Mono, a stocky man perhaps in his late twenties or early thirties, was mentally challenged. He would roam around the barrio in his grimy khaki pants and camouflage top. His slippers were worn out. He had a fierce gaze when he knew there were people on his way. But in some unguarded moments, there was emptiness in his eyes. Only the plastic bags slung around his shoulders would know how he felt inside.
He would run berserk when the neighborhood teased him: “Manok! Manok! Manok!” When he was ready to defend himself, people would run for cover.
I would have an encounter with Mono almost every day, although from a distance. I would peep out the window to see him on the road. Many times, he would walk the stretch of San Isidro aimlessly. Sometimes, he would stagger on the road or would sleep in a corner when he was inebriated. Kids feared Mono because their elders taught them to fear him.
I was afraid of Mono. But I was also intrigued by his presence. From inside the house, I would see him perform his stints on the road. He would look up the sky, unmindful of the glare of the noon sun, his hand pointed to the horizon, making a sound: “Beng! Beng! Beng!” Right after that, he would put back his imaginary gun in his imaginary holster.
I did not ask my aunt about how Mono became mentally challenged or if he had a family taking care of him. I just found myself interested in hearing his name.
On my saddle last Sunday, I found myself imagining finding Mono on the road. I did not find him. He died a few years ago. I found memories. Mono was a villain then. But even a villain has a story.
***
Mono fell in love with a woman named Rosalinda, also a person with mental disability.
Rosalinda’s unkempt hair hid the beauty in her eyes and lips. She was short and thin. She was always in a long, flowing, drab skirt. She carried a plastic bag filled with her clothes. She had a winsome smile covered in soot.
Ate Meyette said Rosalinda, in her twenties, was not from San Isidro. She appeared in the barrio one day. Mono was smitten by Rosalinda. He took her home. Mono’s relatives let them be. Mono had a concept of responsibility now that he had Rosalinda by his side.

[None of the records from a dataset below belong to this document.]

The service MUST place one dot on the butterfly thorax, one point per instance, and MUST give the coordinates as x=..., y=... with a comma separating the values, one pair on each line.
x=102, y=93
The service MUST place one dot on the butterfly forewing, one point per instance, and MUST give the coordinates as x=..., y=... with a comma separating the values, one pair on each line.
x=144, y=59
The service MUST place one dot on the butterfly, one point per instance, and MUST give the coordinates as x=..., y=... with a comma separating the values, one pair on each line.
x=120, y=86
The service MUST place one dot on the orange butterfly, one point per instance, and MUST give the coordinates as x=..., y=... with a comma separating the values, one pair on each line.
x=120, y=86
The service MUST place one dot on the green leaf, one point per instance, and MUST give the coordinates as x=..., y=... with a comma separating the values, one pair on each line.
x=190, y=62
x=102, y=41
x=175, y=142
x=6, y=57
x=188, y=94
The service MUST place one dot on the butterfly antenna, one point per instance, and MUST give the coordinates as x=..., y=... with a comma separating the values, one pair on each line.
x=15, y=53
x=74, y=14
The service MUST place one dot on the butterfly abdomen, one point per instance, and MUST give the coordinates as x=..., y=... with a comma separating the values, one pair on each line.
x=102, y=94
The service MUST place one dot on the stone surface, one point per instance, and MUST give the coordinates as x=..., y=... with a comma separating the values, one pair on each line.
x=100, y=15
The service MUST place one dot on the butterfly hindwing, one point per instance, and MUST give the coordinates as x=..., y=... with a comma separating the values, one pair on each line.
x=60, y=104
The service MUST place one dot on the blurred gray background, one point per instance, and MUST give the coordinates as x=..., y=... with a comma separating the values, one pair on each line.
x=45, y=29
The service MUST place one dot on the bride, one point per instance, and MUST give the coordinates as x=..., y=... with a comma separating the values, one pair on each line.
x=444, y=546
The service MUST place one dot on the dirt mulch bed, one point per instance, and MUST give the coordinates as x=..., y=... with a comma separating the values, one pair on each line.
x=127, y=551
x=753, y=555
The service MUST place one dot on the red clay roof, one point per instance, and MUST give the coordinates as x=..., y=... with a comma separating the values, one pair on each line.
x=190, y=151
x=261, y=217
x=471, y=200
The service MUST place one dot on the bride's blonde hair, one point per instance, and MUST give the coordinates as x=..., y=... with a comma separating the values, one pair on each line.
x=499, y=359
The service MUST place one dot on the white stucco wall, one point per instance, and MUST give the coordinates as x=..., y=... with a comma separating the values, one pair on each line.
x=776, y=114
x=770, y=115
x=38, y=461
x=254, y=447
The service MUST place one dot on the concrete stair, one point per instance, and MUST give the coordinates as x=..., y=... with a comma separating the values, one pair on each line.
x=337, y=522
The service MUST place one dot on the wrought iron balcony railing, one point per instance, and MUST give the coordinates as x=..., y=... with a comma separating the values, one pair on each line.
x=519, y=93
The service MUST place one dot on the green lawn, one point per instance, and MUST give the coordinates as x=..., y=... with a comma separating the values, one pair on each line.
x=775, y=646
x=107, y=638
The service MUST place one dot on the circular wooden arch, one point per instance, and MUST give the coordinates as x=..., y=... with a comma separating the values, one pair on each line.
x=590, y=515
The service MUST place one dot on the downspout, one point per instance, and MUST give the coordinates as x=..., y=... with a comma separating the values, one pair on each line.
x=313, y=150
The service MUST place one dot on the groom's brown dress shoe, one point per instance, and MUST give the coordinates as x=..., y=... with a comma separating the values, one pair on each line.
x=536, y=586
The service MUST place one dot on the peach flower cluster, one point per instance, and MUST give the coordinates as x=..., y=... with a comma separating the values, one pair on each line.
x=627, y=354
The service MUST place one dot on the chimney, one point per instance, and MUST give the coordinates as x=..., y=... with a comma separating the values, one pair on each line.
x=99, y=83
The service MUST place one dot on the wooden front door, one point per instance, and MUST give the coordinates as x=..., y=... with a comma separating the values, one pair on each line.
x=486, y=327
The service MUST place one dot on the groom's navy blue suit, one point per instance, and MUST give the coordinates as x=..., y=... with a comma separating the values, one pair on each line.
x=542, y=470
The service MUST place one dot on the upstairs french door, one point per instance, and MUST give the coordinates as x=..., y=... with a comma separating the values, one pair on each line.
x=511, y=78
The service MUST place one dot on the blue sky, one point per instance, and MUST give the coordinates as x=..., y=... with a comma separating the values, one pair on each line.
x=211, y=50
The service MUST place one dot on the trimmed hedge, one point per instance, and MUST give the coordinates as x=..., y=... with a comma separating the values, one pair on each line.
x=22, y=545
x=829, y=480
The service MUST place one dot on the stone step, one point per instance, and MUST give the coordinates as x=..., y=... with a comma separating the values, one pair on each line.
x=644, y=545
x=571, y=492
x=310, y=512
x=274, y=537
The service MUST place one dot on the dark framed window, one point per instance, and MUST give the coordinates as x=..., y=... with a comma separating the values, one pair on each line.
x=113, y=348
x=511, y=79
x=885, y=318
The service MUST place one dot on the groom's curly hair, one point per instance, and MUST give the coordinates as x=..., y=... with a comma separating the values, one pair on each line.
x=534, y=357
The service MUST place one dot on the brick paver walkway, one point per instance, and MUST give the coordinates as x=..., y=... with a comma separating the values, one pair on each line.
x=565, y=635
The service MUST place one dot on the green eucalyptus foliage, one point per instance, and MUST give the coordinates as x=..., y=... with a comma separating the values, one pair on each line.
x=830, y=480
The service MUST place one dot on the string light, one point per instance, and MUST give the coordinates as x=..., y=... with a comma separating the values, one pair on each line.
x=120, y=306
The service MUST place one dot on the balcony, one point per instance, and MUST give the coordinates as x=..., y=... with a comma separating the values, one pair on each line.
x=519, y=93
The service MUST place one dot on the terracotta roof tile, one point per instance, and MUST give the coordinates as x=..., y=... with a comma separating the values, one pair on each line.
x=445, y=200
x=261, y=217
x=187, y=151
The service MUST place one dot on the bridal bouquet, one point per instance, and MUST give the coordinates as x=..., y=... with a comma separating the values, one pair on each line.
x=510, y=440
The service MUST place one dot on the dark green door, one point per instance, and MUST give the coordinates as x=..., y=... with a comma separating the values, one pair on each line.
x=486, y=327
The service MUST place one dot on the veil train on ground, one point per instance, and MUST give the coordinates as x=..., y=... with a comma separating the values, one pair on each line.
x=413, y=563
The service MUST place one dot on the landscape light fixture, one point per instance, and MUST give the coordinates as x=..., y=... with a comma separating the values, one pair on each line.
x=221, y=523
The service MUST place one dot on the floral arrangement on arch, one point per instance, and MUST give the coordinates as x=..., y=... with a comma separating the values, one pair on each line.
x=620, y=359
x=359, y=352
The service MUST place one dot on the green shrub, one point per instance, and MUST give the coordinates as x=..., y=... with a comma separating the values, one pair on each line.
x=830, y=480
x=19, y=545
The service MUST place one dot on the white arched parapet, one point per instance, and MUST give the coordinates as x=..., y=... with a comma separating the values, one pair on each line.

He earned money when people in San Isidro asked him to chop wood.
People in the barrio would tease them when they were seen holding hands on the street. Mono would be ready to defend his woman. They lived in their own world, in their own paradise, in their own happiness — for two years.
One day, Ate Meyette recalled, some relatives of Rosalinda came to San Isidro in a car. They took Rosalinda with them. The car sped off and in its wake was a heartbroken Mono. He ran after the moving vehicle to save the love of his life. There were no goodbyes said between the two.
It was the first time the neighborhood saw Mono cry.
That’s the story of Mono that I revisited when I biked to San Isidro. A brief part of my childhood was made more colorful by his presence. In his own right, Mono, perceived by the children as the barrio villain, was actually a hero.